I was able to get out of work a little early on Friday, explaining that trailers have the potential to turn into horse eating monsters after dark. So I rushed to the barn where Linda was waiting, her and Lee hooked up the trailer, while I gave Bentley a quick brush and slapped on his protective gear.
Led him out to the trailer, and wouldn’t you know it… he walked right on! Ok… halfway on. Just stood with his front feet on the trailer and back feet on the ground a while, thinking “Hmmm, everyones looking at me and cheering for me!” So he invented the game, 2 feet on, then go back off. He stepped up and down many times, and seemed to enjoy the game. Eventually, we had enough of it and put the lead rope behind him. He popped right up and was ready to go.
Along the drive, Linda told me how happy she was for me, and how she had decided she will be moving too. She had settled on a place in Caledon, close to the Caledon trailways and was waiting on info as to whether a stall was available (as some horses were going to Florida etc). Sad she is going to go in the opposite direction 😦 wont be seeing her as much!
Bentley unloaded like a charm. Stepped right off like he had been doing it all the time. Brilliant! He had a good look around with that excited strength he gets, not dragging me or anything, but is much more difficult to convince. As soon as we entered into the barn, he was met with lots of “awww’s” and “hes so cute!”

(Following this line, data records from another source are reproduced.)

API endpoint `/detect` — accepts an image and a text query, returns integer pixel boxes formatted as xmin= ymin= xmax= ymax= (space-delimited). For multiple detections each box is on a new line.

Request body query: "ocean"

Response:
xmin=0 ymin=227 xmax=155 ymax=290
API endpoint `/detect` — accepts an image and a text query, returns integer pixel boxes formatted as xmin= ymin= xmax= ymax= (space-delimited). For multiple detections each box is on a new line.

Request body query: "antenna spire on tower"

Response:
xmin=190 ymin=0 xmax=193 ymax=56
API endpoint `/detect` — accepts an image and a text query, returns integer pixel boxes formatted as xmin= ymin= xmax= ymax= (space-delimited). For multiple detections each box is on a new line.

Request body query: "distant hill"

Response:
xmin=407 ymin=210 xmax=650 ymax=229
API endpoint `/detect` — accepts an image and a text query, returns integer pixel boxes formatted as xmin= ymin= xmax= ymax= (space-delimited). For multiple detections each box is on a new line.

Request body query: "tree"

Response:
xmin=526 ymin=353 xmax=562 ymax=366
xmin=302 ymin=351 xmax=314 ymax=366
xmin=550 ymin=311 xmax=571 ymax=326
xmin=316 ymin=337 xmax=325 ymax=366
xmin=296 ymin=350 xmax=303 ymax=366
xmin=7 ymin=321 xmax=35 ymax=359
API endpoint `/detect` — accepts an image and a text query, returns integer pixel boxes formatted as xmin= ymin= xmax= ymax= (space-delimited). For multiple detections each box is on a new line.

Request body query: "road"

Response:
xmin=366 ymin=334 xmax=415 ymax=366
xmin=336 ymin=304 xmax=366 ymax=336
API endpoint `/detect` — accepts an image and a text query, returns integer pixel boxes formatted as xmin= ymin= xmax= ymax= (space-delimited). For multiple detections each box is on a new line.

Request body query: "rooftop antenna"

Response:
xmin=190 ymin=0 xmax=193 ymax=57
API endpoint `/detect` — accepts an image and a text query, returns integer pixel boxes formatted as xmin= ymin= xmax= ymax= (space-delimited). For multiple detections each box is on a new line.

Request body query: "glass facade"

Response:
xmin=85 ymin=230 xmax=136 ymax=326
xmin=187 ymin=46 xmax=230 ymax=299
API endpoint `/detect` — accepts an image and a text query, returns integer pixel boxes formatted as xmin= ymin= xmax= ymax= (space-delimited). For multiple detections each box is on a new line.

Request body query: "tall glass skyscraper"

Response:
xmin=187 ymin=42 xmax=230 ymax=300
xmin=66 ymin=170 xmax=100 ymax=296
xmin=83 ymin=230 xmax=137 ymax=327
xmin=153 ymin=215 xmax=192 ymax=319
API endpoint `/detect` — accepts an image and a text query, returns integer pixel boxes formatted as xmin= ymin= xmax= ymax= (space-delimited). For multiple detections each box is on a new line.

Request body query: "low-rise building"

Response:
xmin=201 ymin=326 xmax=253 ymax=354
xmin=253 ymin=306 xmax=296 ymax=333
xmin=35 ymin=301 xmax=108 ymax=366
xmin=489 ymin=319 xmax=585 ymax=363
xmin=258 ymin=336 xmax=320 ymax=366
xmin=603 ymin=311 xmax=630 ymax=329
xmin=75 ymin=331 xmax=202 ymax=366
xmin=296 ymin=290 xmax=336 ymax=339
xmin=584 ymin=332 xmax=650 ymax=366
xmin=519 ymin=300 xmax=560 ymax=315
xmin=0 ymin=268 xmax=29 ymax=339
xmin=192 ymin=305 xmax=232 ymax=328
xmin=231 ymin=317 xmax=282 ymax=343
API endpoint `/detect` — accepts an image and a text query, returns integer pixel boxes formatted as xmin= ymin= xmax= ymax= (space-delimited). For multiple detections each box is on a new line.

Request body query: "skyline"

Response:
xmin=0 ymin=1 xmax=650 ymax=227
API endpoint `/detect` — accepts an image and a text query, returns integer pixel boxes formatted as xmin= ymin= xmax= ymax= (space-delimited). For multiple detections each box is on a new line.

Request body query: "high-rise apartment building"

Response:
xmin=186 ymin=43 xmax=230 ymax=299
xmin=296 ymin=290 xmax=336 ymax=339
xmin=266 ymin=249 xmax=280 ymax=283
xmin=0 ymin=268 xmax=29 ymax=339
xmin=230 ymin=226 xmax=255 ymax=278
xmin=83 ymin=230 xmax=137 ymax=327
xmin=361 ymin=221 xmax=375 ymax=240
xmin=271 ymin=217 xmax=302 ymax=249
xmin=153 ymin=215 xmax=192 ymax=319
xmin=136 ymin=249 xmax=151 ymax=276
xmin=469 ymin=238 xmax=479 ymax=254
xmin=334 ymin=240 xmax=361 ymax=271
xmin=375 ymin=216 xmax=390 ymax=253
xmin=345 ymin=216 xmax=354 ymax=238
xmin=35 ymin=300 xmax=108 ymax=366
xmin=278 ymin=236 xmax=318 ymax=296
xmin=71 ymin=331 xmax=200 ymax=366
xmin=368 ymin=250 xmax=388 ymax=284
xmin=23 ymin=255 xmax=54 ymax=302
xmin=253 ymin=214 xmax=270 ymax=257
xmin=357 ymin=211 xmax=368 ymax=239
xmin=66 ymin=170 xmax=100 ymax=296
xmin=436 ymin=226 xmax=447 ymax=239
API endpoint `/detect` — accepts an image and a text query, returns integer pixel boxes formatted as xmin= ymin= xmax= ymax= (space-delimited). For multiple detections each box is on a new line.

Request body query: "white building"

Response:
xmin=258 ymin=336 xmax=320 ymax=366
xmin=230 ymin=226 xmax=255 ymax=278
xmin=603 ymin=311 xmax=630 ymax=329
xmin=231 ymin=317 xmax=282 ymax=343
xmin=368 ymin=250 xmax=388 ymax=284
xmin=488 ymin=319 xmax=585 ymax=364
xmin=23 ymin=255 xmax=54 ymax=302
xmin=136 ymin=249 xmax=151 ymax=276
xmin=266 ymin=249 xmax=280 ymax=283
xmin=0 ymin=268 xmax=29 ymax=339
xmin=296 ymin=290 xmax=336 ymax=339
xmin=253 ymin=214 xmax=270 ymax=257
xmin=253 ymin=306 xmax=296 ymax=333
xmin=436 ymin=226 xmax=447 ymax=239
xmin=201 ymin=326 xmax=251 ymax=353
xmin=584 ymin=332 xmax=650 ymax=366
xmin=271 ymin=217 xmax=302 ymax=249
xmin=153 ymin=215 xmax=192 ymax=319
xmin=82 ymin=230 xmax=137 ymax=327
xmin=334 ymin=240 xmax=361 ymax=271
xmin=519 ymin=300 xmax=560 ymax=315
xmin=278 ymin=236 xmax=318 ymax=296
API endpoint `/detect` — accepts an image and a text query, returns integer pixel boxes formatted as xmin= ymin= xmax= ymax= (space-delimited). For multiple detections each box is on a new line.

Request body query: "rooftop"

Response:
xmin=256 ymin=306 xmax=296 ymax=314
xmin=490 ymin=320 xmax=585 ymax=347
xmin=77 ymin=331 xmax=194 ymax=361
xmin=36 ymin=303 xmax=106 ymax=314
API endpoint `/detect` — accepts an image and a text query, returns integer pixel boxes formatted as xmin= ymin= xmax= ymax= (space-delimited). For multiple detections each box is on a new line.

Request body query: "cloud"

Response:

He immediately chilled as we put him in the crossties to figure out where he was going. Eventually, we determined he was to go in the stall labelled “Sally” – quick wipe off the whiteboard there! He was home! Immediately the nose was in the hay. Typical! Margie was in lessons, so we left him to settle in while we went home to make dinner and grab more stuff.
On our return, we filled in all the legal forms and set up a feeding plan with Margie. She commented on how skinny he was and that he looks wormy (it wasnt an insult, I had been thinking the same thing). Vet will be taking a sample and treating them all sometime soon. So that’s good! Also found some rain rot (scabby skin infection from mud) on his hindquarters, but she seemed confident that it will disappear with better pasture/stall conditions and good food. We decided that since I was unsure how much hay he was actually getting at GEC (he isn’t much of a fighter, and I was seeing signs before we left that he wasn’t getting much or maybe even anything when it was being fed) and because I will be away next week, to just stick with good hay and see how much he bounces back before adding any grain. We will work him up as we determine he needs it. He IS however getting some roughage chunks so he doesn’t feel left out when everyone else gets grain. Also, something to put his supplements and flax in. Flax was another recommendation from Margie to get his coat shining again.